Kerajaangagal90 – How many avoidable deaths will take place in Malaysia during the Covid-19 pandemic?
Sarawak Deputy Chief Minister Tan Sri James Jemut Masing said his younger brother Jantai Masing, 68, who died due to Covid-19 at the Kapit Hospital on May 31, just a day before the Dayaks in the state ushered in the Gawai celebration, would have a better chance to survive Covid-19 if he had been given the vaccine.
This is a question which is haunting Malaysians, regardless of race or religion - How many avoidable deaths will take place in Malaysia during the Covid-19 pandemic?
Malaysia has reached a stage where more people are dying of Covid-19 than in the United Kingdom.
In the month of May, 2021, 1,495 people in Malaysia died of Covid-19, while in the United Kingdom, 265 people died of Covid-19.
In the first five days of June, 495 people in Malaysia died of Covid-19 while 54 died of Covid-19 in United Kingdom.
January was the blackest month for the United Kingdom, where 32.707 people died of Covid-19, but mass vaccination has changed the picture reducing the Covid-19 caseload as well as fatalities, to the extent UK is recording less daily increase of new Covid-19 cases and daily fatalities than Malaysia.
United Kingdom has turned the corner in the Covid-19 pandemic, but Malaysia is still waiting the for worst, with dire predictions that daily increase of new Covid-19 cases could increase to 13,000 cases a day by the middle of the month and that the total Covid-19 fatalities could reach 26,000 by September.

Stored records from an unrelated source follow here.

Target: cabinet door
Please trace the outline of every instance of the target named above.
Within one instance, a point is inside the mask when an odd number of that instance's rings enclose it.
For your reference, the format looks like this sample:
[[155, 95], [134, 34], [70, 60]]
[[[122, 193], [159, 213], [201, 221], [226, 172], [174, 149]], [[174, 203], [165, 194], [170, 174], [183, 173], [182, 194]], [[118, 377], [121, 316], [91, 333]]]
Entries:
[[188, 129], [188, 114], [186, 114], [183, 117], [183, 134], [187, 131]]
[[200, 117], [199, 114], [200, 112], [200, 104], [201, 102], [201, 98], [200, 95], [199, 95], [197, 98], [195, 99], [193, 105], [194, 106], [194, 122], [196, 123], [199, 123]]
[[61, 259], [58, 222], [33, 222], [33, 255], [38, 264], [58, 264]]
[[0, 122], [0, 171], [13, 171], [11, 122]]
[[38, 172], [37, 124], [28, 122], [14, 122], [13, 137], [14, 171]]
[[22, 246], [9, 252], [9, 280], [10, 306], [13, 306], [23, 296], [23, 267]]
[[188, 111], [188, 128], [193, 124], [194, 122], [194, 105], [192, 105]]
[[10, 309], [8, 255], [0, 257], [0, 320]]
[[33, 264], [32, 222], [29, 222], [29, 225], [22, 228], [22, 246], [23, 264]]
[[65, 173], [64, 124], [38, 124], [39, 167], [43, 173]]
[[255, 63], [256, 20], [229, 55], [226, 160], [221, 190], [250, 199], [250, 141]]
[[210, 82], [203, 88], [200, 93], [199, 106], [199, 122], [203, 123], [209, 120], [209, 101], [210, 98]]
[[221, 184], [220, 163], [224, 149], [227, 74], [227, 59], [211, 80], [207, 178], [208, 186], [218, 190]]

It is of the utmost importance and urgency that the national vaccination rollout in Malaysia must be accelerated.
There must be urgent review to ensure that the national vaccination rollout does not become the Malaysia’s Achilles’ heel in the war against Covid-19 pandemic.

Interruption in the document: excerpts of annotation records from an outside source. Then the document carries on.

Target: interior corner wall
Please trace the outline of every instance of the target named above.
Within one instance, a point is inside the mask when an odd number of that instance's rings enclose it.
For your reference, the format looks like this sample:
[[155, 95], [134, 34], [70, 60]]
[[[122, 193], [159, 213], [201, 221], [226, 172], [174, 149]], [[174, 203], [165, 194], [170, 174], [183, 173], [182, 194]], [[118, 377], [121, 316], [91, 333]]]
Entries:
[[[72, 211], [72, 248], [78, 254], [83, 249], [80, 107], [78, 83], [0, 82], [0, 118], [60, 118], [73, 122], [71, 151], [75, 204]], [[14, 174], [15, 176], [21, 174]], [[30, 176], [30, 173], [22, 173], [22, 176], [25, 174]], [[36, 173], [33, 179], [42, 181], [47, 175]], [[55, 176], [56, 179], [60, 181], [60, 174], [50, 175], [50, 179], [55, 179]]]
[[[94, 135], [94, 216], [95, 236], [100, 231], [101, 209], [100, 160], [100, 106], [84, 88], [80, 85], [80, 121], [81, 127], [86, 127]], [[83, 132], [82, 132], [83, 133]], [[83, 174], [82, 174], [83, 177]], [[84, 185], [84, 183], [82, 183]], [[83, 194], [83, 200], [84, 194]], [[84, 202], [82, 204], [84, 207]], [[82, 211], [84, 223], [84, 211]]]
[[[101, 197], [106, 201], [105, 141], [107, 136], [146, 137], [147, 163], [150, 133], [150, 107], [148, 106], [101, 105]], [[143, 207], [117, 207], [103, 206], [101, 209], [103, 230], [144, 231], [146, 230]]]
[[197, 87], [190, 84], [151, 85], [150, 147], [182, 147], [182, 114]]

The Special Committee on Covid-19 Vaccine must re-strategise and ensure that the campaign highlights the common touches to bring the vaccine to the people instead of bringing the people to the vaccine.
This is particularly important for rural and remotes areas, although in urban areas, emphasis should be made to increase the vaccination centres which should be people-friendly and convenient.
There should be a national campaign involving all MPs, State Assembly persons, community leaders, village heads, heads of religious groups, corporate leaders, the business community, professional associations and even social influencers to play a key role to persuade Malaysians to register for the vaccination.